Aspect Biosystems CEO Tamer Mohamed told BIV that he has largely returned to his pre-pandemic travel routine.

“I travel a lot now,” he said. “It's come back almost full throttle."

tamer - rk

(Image: Aspect Biosystems CEO Tamer Mohamed has returned to a corporate travel schedule that is similar to what he had pre-pandemic | Rob Kruyt)

Mohamed said that while he would like to say that he is more disciplined in selecting the trips he takes, the reality is that he does a lot of travelling because there is an expectation that he be places in person.

"There's just something about humans connecting in person that, I think, is critical to building relationships and rapport, and making big things happen," he said.

His company tends to use the corporate travel agency Egencia, and is happy with that arrangement, he said.

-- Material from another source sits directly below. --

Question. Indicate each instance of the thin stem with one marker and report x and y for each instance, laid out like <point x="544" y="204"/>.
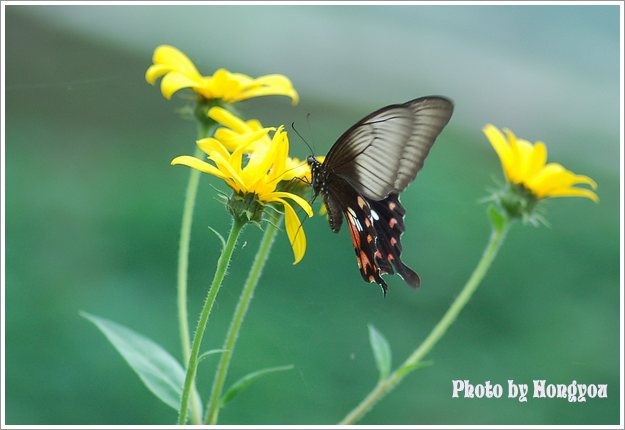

Amplitude Ventures venture partner Nancy Harrison told BIV that she travels a lot because she is a board member at two companies that have headquarters in Central Canada.

She buys books of flight passes where there are up to 30 flights packaged together, she said. Many executives at her company then are able to use the flight tickets, and the prices for those tickets are set beforehand, so there is more certainty about costs.

"Unless it's complicated travel, I don't use a travel agent," she said.

Corporate travel agents enjoying sales bump

Travel agents have been doing well, however.

Inspired Travel Group CEO Danielle Riddle told BIV that her company's sales are up "pretty significantly," compared with pre-pandemic months in 2019.

Inspired Travel books approximately $800,000 worth of trips per month, and has more than 150 clients who like her company's personal service, she said.

"Because we don't have like a portal where you just log on and book your travel yourself, every single trip is done by a human," she said. "Every single request is actioned by an individual agent."

Flight delays and cancellations have become much more common than they were pre-pandemic, and in many cases airlines are making do with fewer planes because some planes were decommissioned during the pandemic.

Staff shortages have also caused flight delays or cancellations because flight crews and pilots can only work for specified periods of time without a break.

The result is more uncertainty about being able to get to destinations at needed times, she said.

"A professional knows how to deal with fare structuring reissuing tickets," she said.

"There has been almost like a learning curve for people in general about how important it is to actually have a real agent that can help you."